The elephant ambassadors of Karnataka

Many States want them for forest duties, but they understand only one language

June 12, 2018 10:41 pm | Updated June 13, 2018 01:31 am IST - Bengaluru

 Bhaskara, at the Sakrebylu camp, being moved reluctantly for a new role.

Bhaskara, at the Sakrebylu camp, being moved reluctantly for a new role.

In a twist in the saga of human-animal conflict, animals captured in one part of the country are helping protect forests in other areas.

Dudhwa National Park, Uttar Pradesh, which had just 13 elephants to patrol the vast terai, recently imported 10 from Karnataka. Three more elephants will join a proposed elephant camp in Jharkhand’s Palamu Tiger Reserve. Uttarakhand, among the first to import elephants — nine have been working in Corbett Tiger Reserve since 2016 — wants 16 more: six for Rajaji Tiger Reserve and 10 for Nandhaur Wildlife Sanctuary. “We don’t have permission or trained personnel who can capture wild elephants and train them,” says Digvijay Khati, Chief Wildlife Warden. “In Karnataka, they have a system and were willing to donate.” Inquiries have also come from Maharashtra and Andhra Pradesh.

Largest population

Karnataka, which has the largest elephant population in the country, captures and confines elephants in conflict with humans. Called Kumki elephants, they are tamed and trained in forest camps, and are now in demand in other States, for patrolling duties in forest reserves. Their ‘export’ also helps Karnataka, reducing the burden on its camps.

Their popularity, says Punati Sridhar, Karnataka’s Principal Chief Conservator of Forests, “is due to a combination of our elephant camp infrastructure and traditional mahouts.” The state has a tradition of training wild pachyderms: folklore has it that the Jenu Kuruba tribes excelled at it, supplying elephants to the Chola and Pallava kings. Tipu Sultan institutionalised the practice three centuries ago. “Mahouts here have grown up with elephants,” says Vinay S., veterinarian at the Sakrebylu forest camp. “They understand the elephant and its needs.”

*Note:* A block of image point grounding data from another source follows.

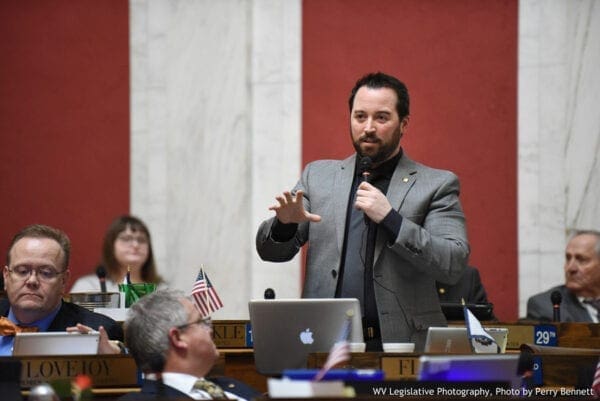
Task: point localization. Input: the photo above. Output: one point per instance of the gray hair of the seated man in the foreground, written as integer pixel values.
(147, 327)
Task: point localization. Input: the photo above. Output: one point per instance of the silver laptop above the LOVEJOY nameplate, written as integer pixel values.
(56, 343)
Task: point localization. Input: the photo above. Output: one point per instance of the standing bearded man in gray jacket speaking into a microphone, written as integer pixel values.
(381, 227)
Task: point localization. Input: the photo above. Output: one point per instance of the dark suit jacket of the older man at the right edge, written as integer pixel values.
(539, 307)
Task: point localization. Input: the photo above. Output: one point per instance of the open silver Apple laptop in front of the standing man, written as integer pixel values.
(285, 331)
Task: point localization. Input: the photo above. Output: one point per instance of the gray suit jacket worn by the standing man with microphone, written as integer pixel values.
(431, 245)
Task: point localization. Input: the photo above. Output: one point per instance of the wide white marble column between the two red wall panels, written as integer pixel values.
(215, 134)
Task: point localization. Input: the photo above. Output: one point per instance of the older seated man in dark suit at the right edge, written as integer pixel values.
(581, 291)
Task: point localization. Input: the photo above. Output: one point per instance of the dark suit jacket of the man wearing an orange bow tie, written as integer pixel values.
(70, 314)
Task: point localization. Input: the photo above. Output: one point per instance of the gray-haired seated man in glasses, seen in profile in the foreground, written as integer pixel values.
(172, 343)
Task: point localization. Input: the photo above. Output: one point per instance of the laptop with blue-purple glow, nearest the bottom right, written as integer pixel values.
(470, 368)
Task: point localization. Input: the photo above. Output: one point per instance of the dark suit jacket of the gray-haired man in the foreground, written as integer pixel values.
(152, 390)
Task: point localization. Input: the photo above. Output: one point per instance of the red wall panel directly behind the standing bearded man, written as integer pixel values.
(459, 61)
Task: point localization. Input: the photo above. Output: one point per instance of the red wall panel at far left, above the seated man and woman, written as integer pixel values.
(64, 119)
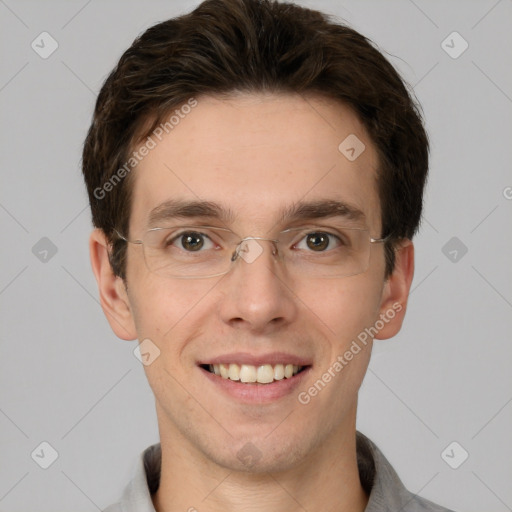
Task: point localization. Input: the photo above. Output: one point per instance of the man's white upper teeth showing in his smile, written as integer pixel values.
(248, 373)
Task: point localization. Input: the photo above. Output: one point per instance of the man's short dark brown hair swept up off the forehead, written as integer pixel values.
(252, 46)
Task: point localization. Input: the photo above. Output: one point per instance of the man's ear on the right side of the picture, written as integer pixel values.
(396, 291)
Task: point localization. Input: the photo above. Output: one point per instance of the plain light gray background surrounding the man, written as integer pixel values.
(66, 379)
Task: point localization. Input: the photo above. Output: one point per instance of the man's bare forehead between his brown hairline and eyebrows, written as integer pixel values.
(256, 156)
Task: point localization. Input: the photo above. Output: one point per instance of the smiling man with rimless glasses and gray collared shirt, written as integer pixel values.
(255, 173)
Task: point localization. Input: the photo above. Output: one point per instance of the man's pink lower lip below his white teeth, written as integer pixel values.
(255, 392)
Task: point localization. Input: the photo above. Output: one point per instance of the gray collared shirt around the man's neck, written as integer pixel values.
(378, 478)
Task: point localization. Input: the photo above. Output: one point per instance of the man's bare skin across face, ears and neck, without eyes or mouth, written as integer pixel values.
(255, 154)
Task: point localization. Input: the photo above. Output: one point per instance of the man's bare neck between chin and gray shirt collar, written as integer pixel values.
(328, 480)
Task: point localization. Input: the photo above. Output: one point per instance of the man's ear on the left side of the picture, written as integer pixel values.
(113, 296)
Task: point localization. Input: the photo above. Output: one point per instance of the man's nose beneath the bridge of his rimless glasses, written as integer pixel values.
(256, 296)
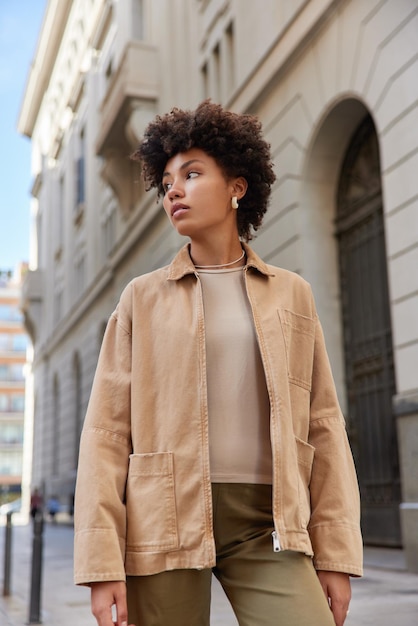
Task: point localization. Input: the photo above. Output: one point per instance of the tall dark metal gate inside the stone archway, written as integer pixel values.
(369, 364)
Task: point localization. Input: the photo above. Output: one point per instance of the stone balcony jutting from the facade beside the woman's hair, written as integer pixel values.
(128, 106)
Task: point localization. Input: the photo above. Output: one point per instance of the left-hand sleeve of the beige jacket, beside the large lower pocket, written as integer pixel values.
(99, 514)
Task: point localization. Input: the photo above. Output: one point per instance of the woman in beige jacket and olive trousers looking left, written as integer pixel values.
(213, 440)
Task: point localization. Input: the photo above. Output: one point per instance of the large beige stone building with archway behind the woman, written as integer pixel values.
(334, 83)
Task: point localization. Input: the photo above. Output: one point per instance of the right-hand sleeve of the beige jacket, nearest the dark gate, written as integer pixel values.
(335, 504)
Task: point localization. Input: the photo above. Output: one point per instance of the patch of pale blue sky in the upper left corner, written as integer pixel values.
(20, 23)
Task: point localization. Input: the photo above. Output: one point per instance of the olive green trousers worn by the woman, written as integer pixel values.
(265, 588)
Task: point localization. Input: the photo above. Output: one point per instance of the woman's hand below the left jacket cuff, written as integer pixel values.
(103, 596)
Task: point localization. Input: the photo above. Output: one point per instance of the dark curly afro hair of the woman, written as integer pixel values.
(235, 142)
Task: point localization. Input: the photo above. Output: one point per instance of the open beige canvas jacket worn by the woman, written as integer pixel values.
(143, 497)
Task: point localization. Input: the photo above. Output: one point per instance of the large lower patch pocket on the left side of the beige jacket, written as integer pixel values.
(150, 503)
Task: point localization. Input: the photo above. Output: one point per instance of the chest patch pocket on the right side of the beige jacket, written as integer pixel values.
(299, 338)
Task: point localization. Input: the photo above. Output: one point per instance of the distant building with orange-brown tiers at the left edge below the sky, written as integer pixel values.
(13, 350)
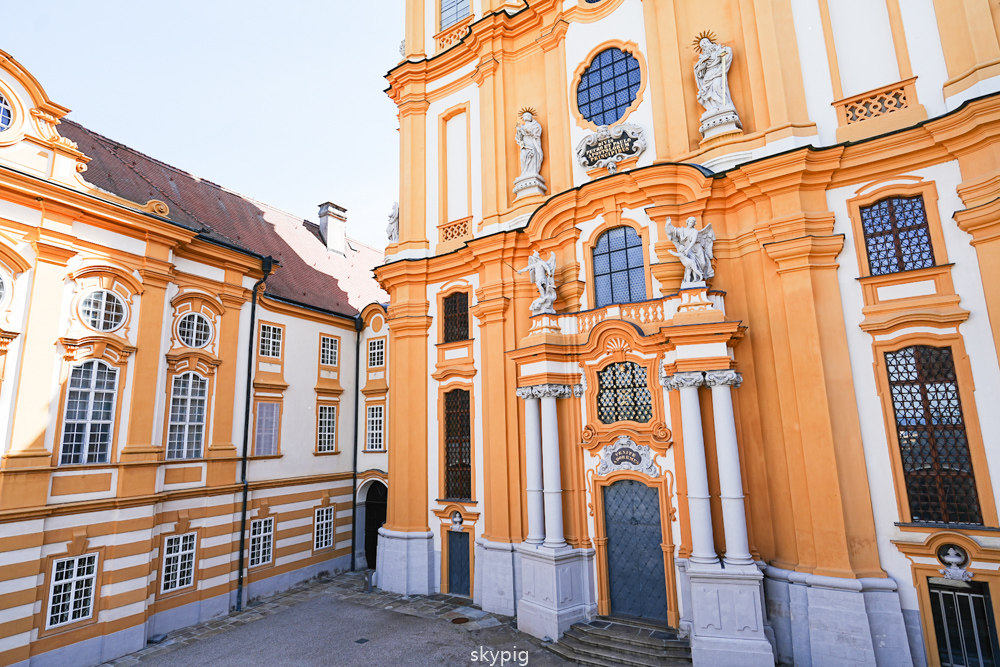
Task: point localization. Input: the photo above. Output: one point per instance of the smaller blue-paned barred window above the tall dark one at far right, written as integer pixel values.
(896, 235)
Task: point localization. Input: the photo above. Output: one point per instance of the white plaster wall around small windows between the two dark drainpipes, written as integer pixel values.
(298, 413)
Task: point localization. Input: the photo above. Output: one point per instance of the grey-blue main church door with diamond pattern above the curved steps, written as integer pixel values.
(636, 577)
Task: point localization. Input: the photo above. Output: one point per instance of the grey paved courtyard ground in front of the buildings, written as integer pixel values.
(334, 622)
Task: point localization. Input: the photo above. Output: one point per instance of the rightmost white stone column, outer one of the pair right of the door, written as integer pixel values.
(730, 480)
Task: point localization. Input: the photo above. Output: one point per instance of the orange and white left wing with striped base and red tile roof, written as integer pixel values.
(191, 381)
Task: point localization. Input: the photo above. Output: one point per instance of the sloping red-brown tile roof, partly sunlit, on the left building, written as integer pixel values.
(309, 274)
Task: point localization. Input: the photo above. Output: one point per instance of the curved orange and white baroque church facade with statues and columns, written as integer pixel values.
(691, 308)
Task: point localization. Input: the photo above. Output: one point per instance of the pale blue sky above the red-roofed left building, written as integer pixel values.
(279, 101)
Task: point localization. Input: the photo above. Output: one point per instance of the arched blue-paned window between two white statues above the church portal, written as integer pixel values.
(619, 271)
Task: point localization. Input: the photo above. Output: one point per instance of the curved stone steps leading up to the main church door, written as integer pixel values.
(614, 643)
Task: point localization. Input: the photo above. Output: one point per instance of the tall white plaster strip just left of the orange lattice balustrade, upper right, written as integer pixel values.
(816, 68)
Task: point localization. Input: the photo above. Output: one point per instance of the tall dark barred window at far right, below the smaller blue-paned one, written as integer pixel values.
(937, 464)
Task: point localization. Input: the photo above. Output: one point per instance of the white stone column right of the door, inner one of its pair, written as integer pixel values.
(695, 467)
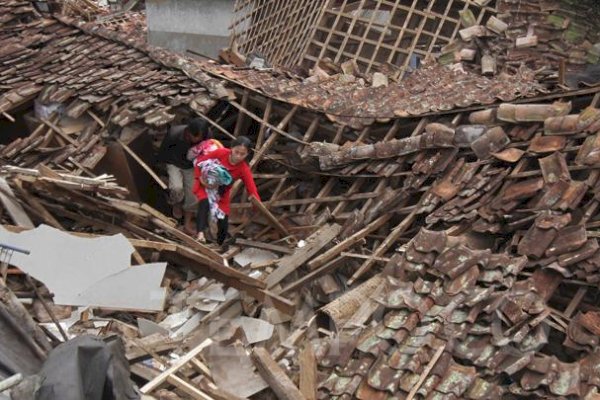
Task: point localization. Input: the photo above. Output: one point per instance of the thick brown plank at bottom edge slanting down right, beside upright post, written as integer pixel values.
(276, 377)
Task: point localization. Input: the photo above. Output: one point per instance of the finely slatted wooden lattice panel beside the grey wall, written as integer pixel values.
(278, 30)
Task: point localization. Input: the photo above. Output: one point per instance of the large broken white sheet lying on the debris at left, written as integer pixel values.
(88, 271)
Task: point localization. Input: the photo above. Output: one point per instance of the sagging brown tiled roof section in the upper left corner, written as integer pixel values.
(94, 69)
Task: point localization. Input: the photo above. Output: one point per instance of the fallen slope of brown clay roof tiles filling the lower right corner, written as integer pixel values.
(459, 323)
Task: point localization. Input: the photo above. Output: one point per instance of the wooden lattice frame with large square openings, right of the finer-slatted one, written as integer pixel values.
(411, 28)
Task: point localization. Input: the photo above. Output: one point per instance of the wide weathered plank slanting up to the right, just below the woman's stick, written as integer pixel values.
(315, 243)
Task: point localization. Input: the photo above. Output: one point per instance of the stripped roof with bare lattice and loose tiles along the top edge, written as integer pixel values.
(379, 35)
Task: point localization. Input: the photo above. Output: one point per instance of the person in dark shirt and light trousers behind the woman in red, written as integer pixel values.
(173, 152)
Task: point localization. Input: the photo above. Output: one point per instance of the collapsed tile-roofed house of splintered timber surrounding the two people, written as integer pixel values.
(426, 233)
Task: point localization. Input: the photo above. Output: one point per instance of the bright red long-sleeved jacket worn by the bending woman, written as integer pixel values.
(237, 171)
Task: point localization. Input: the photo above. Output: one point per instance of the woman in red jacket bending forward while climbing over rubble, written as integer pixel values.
(234, 161)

The journeys to their new homes have not affected the animals; they have also adapted well to different climates. One problem, though: the elephants only understand Kannada.

Dudhwa’s forest officers, like many government officials from north India, plan to propagate Hindi. Mahavir Kaujlagi, deputy director, says. “Elephants are smart creatures and much of the commands are actions. Teaching them Hindi can be done.” But A.K. Mishra, divisional forest officer at the Palamu reserve, says, “It is easier to make the mahouts learn Kannada commands.”